Flüchtlingsdrama eskaliert
22. August 2015Hunderte Flüchtlinge sind trotz verschärfter Sicherheitsvorkehrungen von Griechenland nach Mazedonien vorgedrungen. Sie durchbrachen am Nachmittag die mit Stacheldraht gesicherten Grenzabsperrungen und stürmten über Felder auf mazedonisches Staatsgebiet. Nach Medienberichten setzte die mazedonische Polizei erneut Blendgranaten und Tränengas ein.
Die Nacht hatten etwa 2000 Flüchtlinge im Grenzgebiet zu Griechenland im Regen verbracht, viele von ihnen unter freiem Himmel. Nach Schätzungen griechischer Behörden drängen sich dort sogar mehr als 5000 Migranten. Augenzeugen berichten, fast stündlich kämen mit Bussen und Zügen weitere Flüchtlinge über Südgriechenland an den Grenzübergängen Idomeni (Griechenland) und Gevgelija (Mazedonien) an.

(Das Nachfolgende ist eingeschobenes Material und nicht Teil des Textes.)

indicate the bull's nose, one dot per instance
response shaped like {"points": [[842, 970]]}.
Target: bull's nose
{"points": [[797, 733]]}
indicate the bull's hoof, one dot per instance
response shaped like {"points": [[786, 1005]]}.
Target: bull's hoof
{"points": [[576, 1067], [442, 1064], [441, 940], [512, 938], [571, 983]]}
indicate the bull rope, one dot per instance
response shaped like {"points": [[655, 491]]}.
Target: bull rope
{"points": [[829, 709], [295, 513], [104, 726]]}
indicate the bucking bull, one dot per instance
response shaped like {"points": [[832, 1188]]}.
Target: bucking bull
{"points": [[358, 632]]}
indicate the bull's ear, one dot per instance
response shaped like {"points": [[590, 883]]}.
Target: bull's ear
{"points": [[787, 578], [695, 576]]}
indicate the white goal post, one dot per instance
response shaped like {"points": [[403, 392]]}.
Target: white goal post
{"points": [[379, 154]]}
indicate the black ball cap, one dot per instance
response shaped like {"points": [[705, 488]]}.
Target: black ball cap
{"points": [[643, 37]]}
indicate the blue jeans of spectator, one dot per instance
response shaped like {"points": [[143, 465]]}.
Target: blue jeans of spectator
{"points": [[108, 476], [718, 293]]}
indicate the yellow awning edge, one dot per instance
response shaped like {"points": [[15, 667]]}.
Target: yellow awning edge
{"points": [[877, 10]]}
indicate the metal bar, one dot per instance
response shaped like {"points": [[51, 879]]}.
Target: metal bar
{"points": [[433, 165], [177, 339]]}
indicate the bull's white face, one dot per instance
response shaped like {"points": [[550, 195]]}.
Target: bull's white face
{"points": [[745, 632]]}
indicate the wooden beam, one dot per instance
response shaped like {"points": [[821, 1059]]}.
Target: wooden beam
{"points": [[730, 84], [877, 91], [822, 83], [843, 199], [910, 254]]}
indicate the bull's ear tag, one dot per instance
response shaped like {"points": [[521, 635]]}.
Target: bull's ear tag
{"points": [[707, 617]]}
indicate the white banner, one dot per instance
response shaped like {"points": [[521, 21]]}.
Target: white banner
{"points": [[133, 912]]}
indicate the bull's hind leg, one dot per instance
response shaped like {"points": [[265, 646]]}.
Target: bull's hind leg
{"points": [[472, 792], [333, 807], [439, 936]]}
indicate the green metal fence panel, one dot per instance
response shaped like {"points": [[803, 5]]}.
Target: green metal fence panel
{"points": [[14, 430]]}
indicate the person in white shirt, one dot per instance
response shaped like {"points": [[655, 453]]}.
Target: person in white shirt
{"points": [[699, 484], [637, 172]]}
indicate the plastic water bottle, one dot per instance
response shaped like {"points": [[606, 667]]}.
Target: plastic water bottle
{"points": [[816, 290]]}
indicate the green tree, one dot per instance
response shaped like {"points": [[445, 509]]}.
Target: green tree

Mazedonische Schaukelpolitik
Bei den meisten dieser Menschen handelt es sich um Syrer, die vor dem Bürgerkrieg in ihrer Heimat fliehen und nun Zuflucht in der Europäischen Union suchen. Von Gevgelija fahren täglich Züge Richtung Serbien. Von dort aus versuchen die Migranten über Ungarn nach Deutschland und anderen wohlhabenden EU-Staaten zu gelangen um dort Asyl zu beantragen.
Mazedonien hatte am Donnerstag den Ausnahmezustand ausgerufen und die Grenze zu Griechenland praktisch abgeriegelt, nachdem dort in den vergangenen Wochen täglich mehr als tausend Flüchtlinge ins Land gekommen waren. Am Freitag setzte die Polizei Blendgranaten und Schlagstöcke gegen Flüchtlinge ein, mindestens acht Menschen wurden verletzt. Am Freitagabend wurde die Grenze dann für mehrere hundert "verletzliche" Flüchtlinge wie Familien mit Kindern oder schwangere Frauen geöffnet, die mit einem Zug Richtung Norden gebracht wurden.
Derweil wurde eine zweite Stacheldraht-Begrenzung gezogen. Das UN-Flüchtlingshilfswerk forderte mit Nachdruck, die Grenze wieder zu öffnen und insbesondere Kinder, Frauen und Kranke ins Land zu lassen. Der mazedonische Sender A1 berichtet, die Behörden hätten deshalb einen kleinen Durchgang geöffnet. Außerdem hätten medizinische Helfer das provisorische Flüchtlingslager an der mazedonisch-griechischen Grenze erreicht und versorgten Kinder und Kranke.
UN und EU mischen sich ein
Die Regierung Mazedonien, eines der ärmsten Länder Europas, argumentiert, man müsse den Flüchtlingsstrom begrenzen, der in den vergangenen Wochen auf mehr als 2000 pro Tag angestiegen sei. Seit Mitte Juli hätten rund 42.000 Flüchtlinge, darunter 7000 Kinder die mazedonische Grenze überquert.
UN-Flüchtlingskommissar Antonio Guterres rief die Europäische Union am Samstag zu mehr Unterstützung für die von der Flüchtlingskrise "überlasteten Länder wie Griechenland, Mazedonien und Serbien" auf. Bundesentwicklungsminister Gerd Müller verlangte von der EU-Kommission ein Sofortprogramm über zehn Milliarden Euro, um unter anderem Notaufnahmezentren in EU-Ländern mit EU-Außengrenzen einzurichten.
Laut einem Bericht der Zeitung "Die Welt" erwägt Brüssel, Griechenland kurzfristig stärker als bislang geplant zu entlasten. Bisher ist vorgesehen, 16.000 Flüchtlinge aus Griechenland und 24.000 weitere aus Italien in andere EU-Länder zu bringen. "Das reicht nicht mehr", hieß es nach Angaben der Zeitung aus EU-Kreisen. Es sei "dringend erforderlich, die Zahlen für Griechenland aufzustocken".